L'opération semble avoir été
minutieusement préparée, les passages de frontières se déroulent sans encombre,
les forces de police et l'armée russe n'opposent aucune résistance. Les
colonnes de chars et autres véhicules de combat foncent à toute allure en
remontant vers Voronej, située à 500 km de Moscou. La capitale se retrouve en
émoi, des forces de défense sont mobilisées partout en ville. La classe
politique est en plein désarroi, de nombreux avions officiels quittent la ville
en masse. Poutine fait une déclaration dans laquelle il condamne fermement la
rébellion et annonce que les coupables seront sévèrement punis. Une vague de
soutien au président de la part des responsables russes s'ensuit, mais elle
n'est pas aussi convaincante ni aussi rapide qu'on pourrait s'y attendre.
Certains restent silencieux, comme le Kazakhstan qui refuse de prendre
position.
Les premiers affrontements
apparaissent : des hélicoptères de l'armée régulière russe sont abattus après
avoir tiré sur les colonnes de chars qui remontent les autoroutes. Un dépôt de
pétrole à Voronej est également détruit par un autre hélicoptère de l'armée.

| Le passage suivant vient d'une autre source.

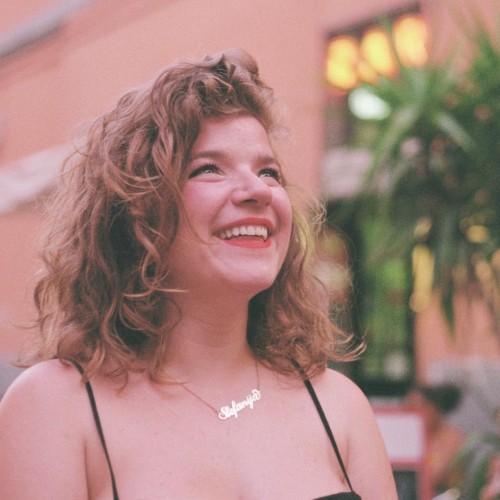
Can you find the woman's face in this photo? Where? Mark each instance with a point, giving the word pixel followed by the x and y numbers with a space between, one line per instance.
pixel 238 210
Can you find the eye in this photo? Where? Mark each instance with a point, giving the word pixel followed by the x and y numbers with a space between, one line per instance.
pixel 208 168
pixel 272 172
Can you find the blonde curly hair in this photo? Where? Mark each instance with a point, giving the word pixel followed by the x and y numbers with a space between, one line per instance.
pixel 102 298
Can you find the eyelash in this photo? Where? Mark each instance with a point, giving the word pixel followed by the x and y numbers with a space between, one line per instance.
pixel 202 169
pixel 272 172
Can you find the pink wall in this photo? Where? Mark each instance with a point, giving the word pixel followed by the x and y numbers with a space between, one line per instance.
pixel 47 90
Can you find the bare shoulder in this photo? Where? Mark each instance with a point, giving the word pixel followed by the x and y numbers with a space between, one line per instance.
pixel 42 446
pixel 339 391
pixel 355 427
pixel 44 383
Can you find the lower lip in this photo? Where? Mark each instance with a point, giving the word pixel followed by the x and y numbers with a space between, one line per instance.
pixel 249 243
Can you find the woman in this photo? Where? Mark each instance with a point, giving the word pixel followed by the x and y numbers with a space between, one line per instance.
pixel 175 282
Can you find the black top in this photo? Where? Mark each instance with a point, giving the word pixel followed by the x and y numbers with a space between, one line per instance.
pixel 350 495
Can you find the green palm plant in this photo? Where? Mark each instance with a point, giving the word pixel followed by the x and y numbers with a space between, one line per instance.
pixel 436 169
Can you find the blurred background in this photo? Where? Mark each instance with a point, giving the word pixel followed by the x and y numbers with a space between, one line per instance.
pixel 393 108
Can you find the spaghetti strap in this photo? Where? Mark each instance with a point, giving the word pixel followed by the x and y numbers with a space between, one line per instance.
pixel 97 420
pixel 325 422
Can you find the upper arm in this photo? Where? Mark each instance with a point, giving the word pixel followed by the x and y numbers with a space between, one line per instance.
pixel 366 459
pixel 42 452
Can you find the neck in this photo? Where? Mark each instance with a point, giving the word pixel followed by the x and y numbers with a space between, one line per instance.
pixel 208 344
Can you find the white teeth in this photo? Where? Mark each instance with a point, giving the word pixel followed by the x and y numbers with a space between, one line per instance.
pixel 244 231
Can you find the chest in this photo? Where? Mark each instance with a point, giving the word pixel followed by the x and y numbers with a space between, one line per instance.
pixel 175 447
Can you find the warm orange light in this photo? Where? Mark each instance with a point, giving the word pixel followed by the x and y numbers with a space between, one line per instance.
pixel 350 61
pixel 342 62
pixel 410 39
pixel 376 51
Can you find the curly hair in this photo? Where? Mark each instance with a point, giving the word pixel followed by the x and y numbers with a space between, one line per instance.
pixel 105 287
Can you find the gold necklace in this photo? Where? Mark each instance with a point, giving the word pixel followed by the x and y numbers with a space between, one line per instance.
pixel 232 409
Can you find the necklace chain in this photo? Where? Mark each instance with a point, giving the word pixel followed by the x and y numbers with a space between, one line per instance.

Quelques frappes aériennes commencent à viser les autoroutes pour ralentir la
progression rapide des rebelles.
Le 24 juin, Voronej tombe aux
mains de l'insurrection, encore une fois sans combat, et les colonnes de chars
ne s'arrêtent pas, poursuivant leur course vers Moscou. Une opération
anti-terroriste est officiellement déclenchée, l'état-major envisage de couper
les ponts au sud de Moscou pour empêcher les putschistes de pénétrer dans la
capitale. Parallèlement, l'armée du chef de la région de Tchétchénie est
dépêchée en urgence vers Rostov-sur-le-Don pour reprendre le contrôle de la
ville.
À 17 heures, heure de Moscou, les
troupes du Groupe Wagner atteignent la région de Moscou, plongeant la ville
dans le chaos. C'est alors que la deuxième surprise survient : Prigojine
annonce avoir accepté une proposition pour mettre fin au conflit et ordonne à
ses troupes de cesser l'insurrection et de retourner dans leurs camps.
Prigojine aurait accepté de quitter la Russie pour s'installer en Biélorussie
avec la garantie de ne pas être poursuivi. Ses troupes bénéficieraient d'une
amnistie partielle et seraient partiellement intégrées à l'armée régulière
russe. Cependant, on ignore ce qu'il obtient en échange. Les rumeurs vont bon
train et la principale supposition est que le ministre de la Défense russe
Sergueï Choïgou et le chef d'état-major Valeri Guerassimov devront
démissionner.
Maintenant que
ce rappel des faits est effectué, projetons-nous un peu dans l'analyse et
l'avenir. Cette opération est un succès militaire en termes d'efficacité, de
préparation et de réussite. Manifestement, elle a été soigneusement planifiée,
le matériel et les munitions ont été accumulés, les troupes étaient prêtes et
il est possible que certains officiers de l'armée régulière aient laissé faire.
On notera, par exemple, la faible réponse aérienne aux colonnes de chars des
rebelles qui remontaient l'autoroute M4 directement vers Moscou.
On peut supposer que Prigojine
n'espérait pas que son plan se déroule encore mieux que cela. En quelques
heures seulement, plusieurs milliers de ses troupes fidèles étaient aux portes
de Moscou sans verser presque une goutte de sang russe. Alors, si le plan se
déroule comme prévu, pourquoi l'interrompre ? Pourquoi accepter une porte de
sortie ? Qu'espérait-il obtenir en échange de cette opération périlleuse ?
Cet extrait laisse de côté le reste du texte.